Converting WAV to MP3 and back

This article covers a brief introduction to the windows Audio Compression Manager API.

This is a copy of an article I wrote for the Delphi Developer Newsletter

The components I have written for this article are part of an open-source project and are available at my homepage.

Audio Compression Manager
Many years ago, before I really knew what the internet was, I heard a rumour of an "Internet Telephone". This piece of software could allegedly transmit speech between two people on the internet in real time, allowing World-wide telephone calls for the price of a local call. With Lyn's brother living in the U.S.A. and us living in the U.K. phone calls were few and far between, and always far too expensive. So, you can imagine how exciting this rumoured technology was to us. So exciting in fact, that we got ourselves connected.

To cut a long story short, we tried this telephone software and it was awful ! So bad in fact that we stuck with our normal telephone and ridiculous phone charges.

GOOD NEWS ! That was a long time ago, and since then things have come a long way (and phone calls are also much cheaper). With the ever increasing popularity of the internet, media has become higher quality yet smaller in size.

There are now numerous streaming audio formats around, and even streaming video, and all this has been made accessible to people on very low bandwidths. That's not all, not only have these formats (Quicktime, RealAudio, and even MP3) become more popular, they have also become more accessible to the developer.

Codecs
Some of these compression routines have been made accessible through the introduction of "codecs". A number of codecs are installed as standard on Windows installation (thanks Microsoft !)

GSM - I believe this format is used by some mobile phone networks

DSP TrueSpeech - I have heard a demonstration of this 1 bit audio format, very clear !

Fraunhofer IIS MP3 - This is most certainly my favourite of them all, it allows you to make your own MP3's

PCM - The standard used by windows, most codecs can convert to/from PCM

Note :
A full list is obtainable by in the MultiMedia section of your control panel. Double click "MultiMedia", then click the "devices" tab, and then expand audio compression

So, what is the point of a codec ? Well, a codec is a little bit like an ActiveX component. ActiveX components allowed developers to implement functionality within their applications without having to write all of the code involved (eg, embedding a Word document). Codecs do the same sort of thing but concentrate on converting media formats into other media formats. For example, if you wanted to write an application which took audio data from an audio CD and then converted it into an MP3, the only work you would need to do yourself would be

  1. Extract the audio data from the track
  2. Write a valid MP3 header to your hard disk
  3. Instruct the relevant codec to encode the audio data as MP3

ACM and API
Firstly, I will mention that ACM stands for "Audio Compression Manager". This is the library written by Microsoft as part of Windows which acts as the programmer's interface to the codecs.

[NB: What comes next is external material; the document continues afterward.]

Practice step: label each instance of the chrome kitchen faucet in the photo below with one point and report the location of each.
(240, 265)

The ACM really belongs in MMSystem.pas (which handles Windows multimedia) but, for some reason, it has been omitted. The first task therefore is to find a copy of MSACM.pas, which is an API conversion of this API. The one I found most useful was the conversion by Francois Piette, which was posted on Project Jedi (www.Delphi-Jedi.org).

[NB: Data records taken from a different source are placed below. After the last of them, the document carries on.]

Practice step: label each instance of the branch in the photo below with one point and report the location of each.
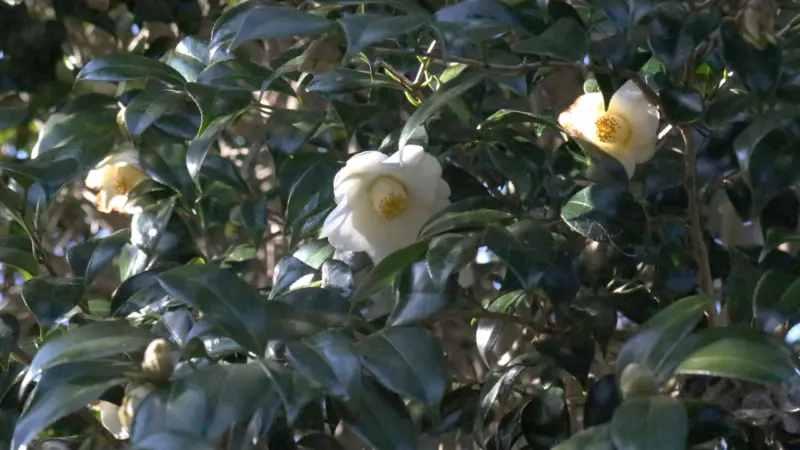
(474, 62)
(705, 279)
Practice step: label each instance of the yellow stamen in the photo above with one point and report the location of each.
(389, 197)
(612, 129)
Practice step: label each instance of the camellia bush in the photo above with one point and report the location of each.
(400, 224)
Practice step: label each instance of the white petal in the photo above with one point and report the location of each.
(630, 103)
(359, 168)
(579, 119)
(345, 226)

ACM requires the developer to undertake the following steps in order to convert media between formats

  1. You must decide on your Input and Output format. This is based on the TWaveFormatEX record but, be warned, this record structure is not actually large enough to store the required information of most codecs.

    It is due to this that I used my own TACMFormat record, which is no more than a TWaveFormatEX record with a few extra bytes tagged on at the end. You really have no way (that I know of) of finding out what
    these extra bytes mean, or how they should be set. My solution to this problem was to use the acmFormatChoose to allow the developer to choose the formats at design time, and then have these values streamed within the IDE as a custom property (more on this later).
  2. You must then open an ACM stream. This is done by calling cmStreamOpen, passing the Input and Output formats so that the ACM is aware of what is required of it. At this point the ACM will either return a valid handle to a stream, or will return an error code such as ACMERR_NotPossible to indicate that the conversion requested cannot be performed (more on this later).
  3. The next item to be performed is to determine the size of the output buffer. Calling acmStreamSize will inform the ACM of how many bytes you intend to supply it with each time, it then will return the
    required size of the output buffer (this will nearly always be over estimated to ensure that you supply a large enough buffer).
  4. The final preparation step is to prepare a header. All we need to do here is to call acmStreamPrepareHeader passing the stream handle we received from acmStreamOpen. The header that we prepare will also tell the ACM the address of our "source" buffer, and the address of our "destination" buffer (The ACM does not allocate this memory for us, we need to allocate it ourselves).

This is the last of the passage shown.